In Peter’s experience, blowing up a superior officer’s property wasn’t generally grounds for a commendation. But there it was, in black and white, attached to his personnel file. 

The dinner invitation came on quality cardstock, with Peter’s name on the front in what was practically calligraphy. After staring at Arial 12pt font for the better part of six months, Peter could almost weep from the beauty.

Dinner was steak-and-kidney pudding, served by an old-fashioned maid with an abundance of sharp teeth, and afterwards, Nightingale showed him a genuine goddamn magic spell.
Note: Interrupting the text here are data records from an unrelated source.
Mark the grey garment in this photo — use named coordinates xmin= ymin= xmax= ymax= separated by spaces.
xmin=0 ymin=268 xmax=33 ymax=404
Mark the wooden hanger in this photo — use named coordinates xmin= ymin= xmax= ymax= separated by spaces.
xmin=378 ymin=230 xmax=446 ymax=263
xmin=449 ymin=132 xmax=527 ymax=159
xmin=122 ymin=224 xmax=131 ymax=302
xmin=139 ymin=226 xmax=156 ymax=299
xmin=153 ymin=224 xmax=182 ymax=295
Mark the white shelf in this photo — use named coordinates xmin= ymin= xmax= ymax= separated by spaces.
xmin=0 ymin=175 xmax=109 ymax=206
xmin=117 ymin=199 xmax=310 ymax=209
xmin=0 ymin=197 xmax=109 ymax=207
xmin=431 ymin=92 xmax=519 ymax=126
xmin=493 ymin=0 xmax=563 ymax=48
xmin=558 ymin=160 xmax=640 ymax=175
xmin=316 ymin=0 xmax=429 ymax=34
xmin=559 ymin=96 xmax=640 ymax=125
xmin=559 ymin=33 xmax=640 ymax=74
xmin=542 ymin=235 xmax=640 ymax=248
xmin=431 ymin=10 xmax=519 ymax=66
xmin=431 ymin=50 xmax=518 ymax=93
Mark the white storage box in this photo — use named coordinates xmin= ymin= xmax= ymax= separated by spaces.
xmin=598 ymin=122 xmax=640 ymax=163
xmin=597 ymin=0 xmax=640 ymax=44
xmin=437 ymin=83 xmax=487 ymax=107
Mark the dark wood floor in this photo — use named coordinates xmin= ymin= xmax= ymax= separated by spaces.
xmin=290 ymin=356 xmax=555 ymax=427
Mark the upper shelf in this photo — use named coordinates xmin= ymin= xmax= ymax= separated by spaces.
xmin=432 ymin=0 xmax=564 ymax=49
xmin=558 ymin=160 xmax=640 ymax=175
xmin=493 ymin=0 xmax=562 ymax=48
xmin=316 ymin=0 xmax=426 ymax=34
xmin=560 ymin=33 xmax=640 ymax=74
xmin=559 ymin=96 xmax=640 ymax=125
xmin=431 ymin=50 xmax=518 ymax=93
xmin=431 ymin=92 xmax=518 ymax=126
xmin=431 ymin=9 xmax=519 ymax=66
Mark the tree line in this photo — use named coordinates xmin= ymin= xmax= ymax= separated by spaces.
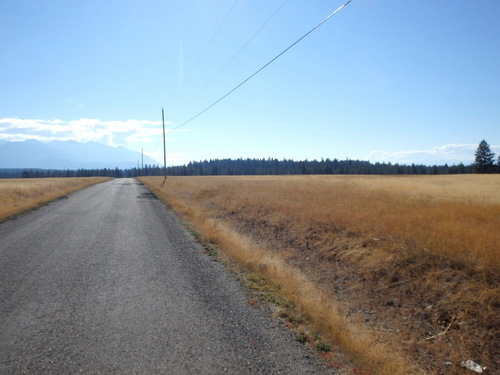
xmin=0 ymin=140 xmax=500 ymax=178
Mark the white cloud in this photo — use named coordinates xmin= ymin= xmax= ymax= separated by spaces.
xmin=0 ymin=118 xmax=169 ymax=146
xmin=368 ymin=143 xmax=500 ymax=165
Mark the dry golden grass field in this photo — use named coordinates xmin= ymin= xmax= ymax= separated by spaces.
xmin=0 ymin=177 xmax=109 ymax=221
xmin=140 ymin=175 xmax=500 ymax=375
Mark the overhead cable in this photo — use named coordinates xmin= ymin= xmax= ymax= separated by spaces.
xmin=166 ymin=0 xmax=239 ymax=101
xmin=171 ymin=0 xmax=289 ymax=118
xmin=172 ymin=0 xmax=352 ymax=131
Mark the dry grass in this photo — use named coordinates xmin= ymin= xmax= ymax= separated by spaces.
xmin=143 ymin=175 xmax=500 ymax=374
xmin=0 ymin=177 xmax=109 ymax=221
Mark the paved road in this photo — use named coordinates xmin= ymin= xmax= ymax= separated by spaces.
xmin=0 ymin=179 xmax=328 ymax=375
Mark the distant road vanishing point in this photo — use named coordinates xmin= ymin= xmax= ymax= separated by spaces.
xmin=0 ymin=179 xmax=332 ymax=375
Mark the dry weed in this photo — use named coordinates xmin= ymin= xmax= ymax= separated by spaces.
xmin=0 ymin=177 xmax=109 ymax=220
xmin=139 ymin=175 xmax=500 ymax=374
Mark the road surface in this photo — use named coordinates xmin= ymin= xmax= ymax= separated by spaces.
xmin=0 ymin=179 xmax=336 ymax=375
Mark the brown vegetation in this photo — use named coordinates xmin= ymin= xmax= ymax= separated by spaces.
xmin=141 ymin=175 xmax=500 ymax=375
xmin=0 ymin=177 xmax=109 ymax=221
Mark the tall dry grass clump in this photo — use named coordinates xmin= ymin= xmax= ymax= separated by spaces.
xmin=144 ymin=175 xmax=500 ymax=374
xmin=0 ymin=177 xmax=109 ymax=221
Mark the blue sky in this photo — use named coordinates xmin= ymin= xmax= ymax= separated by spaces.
xmin=0 ymin=0 xmax=500 ymax=165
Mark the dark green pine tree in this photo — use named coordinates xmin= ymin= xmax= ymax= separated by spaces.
xmin=474 ymin=139 xmax=495 ymax=173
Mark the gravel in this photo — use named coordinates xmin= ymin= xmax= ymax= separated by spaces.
xmin=0 ymin=179 xmax=332 ymax=375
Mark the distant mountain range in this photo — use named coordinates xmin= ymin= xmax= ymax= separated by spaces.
xmin=0 ymin=140 xmax=158 ymax=169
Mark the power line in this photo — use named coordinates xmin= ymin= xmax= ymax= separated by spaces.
xmin=169 ymin=0 xmax=239 ymax=101
xmin=171 ymin=0 xmax=289 ymax=122
xmin=172 ymin=0 xmax=352 ymax=130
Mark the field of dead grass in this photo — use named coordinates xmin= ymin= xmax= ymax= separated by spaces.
xmin=0 ymin=177 xmax=109 ymax=221
xmin=141 ymin=175 xmax=500 ymax=375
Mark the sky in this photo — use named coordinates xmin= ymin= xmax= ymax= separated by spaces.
xmin=0 ymin=0 xmax=500 ymax=165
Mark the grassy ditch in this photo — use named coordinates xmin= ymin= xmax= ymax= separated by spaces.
xmin=141 ymin=175 xmax=500 ymax=375
xmin=0 ymin=177 xmax=109 ymax=221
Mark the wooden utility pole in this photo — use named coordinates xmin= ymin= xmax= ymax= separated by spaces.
xmin=161 ymin=107 xmax=167 ymax=186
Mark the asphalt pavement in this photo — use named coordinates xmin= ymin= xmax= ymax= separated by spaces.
xmin=0 ymin=179 xmax=332 ymax=375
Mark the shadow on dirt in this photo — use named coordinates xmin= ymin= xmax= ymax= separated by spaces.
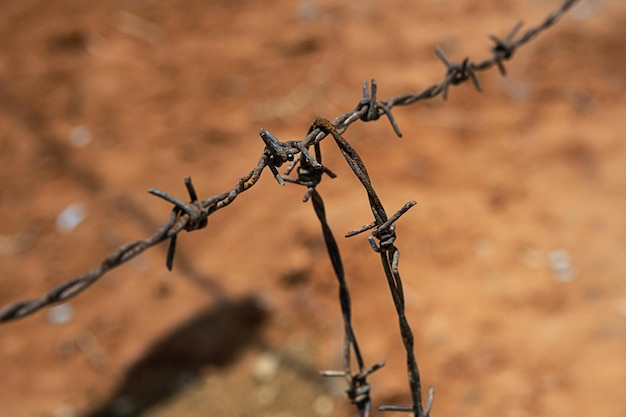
xmin=82 ymin=296 xmax=269 ymax=417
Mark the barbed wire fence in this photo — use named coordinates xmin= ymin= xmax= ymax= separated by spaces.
xmin=0 ymin=0 xmax=578 ymax=417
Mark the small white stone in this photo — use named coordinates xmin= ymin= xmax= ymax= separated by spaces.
xmin=70 ymin=125 xmax=91 ymax=148
xmin=313 ymin=395 xmax=335 ymax=417
xmin=252 ymin=354 xmax=279 ymax=383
“Can anyone do that?” Peter asked, staring at the ball of yellow light in Nightingale’s hand and trying to quash the rising hope in his chest.

“No,” Nightingale said. “Not everyone. But certainly many people who don’t realize it can perform magic with the benefit of training. I rather think you have the potential.”

 _Fuck me,_ Peter thought, cutting his hand through Nightingale’s werelight and watching it flatten against his palm like the beam of a flashlight. _I can do magic. Maybe._

Nightingale, smiling, asked, “How would you like to find out?”

**Works inspired by this one:**

  * [[Podfic] Valuable Contribution](https://archiveofourown.org/works/13207806) by [sisi_rambles](https://archiveofourown.org/users/sisi_rambles/pseuds/sisi_rambles)




End file.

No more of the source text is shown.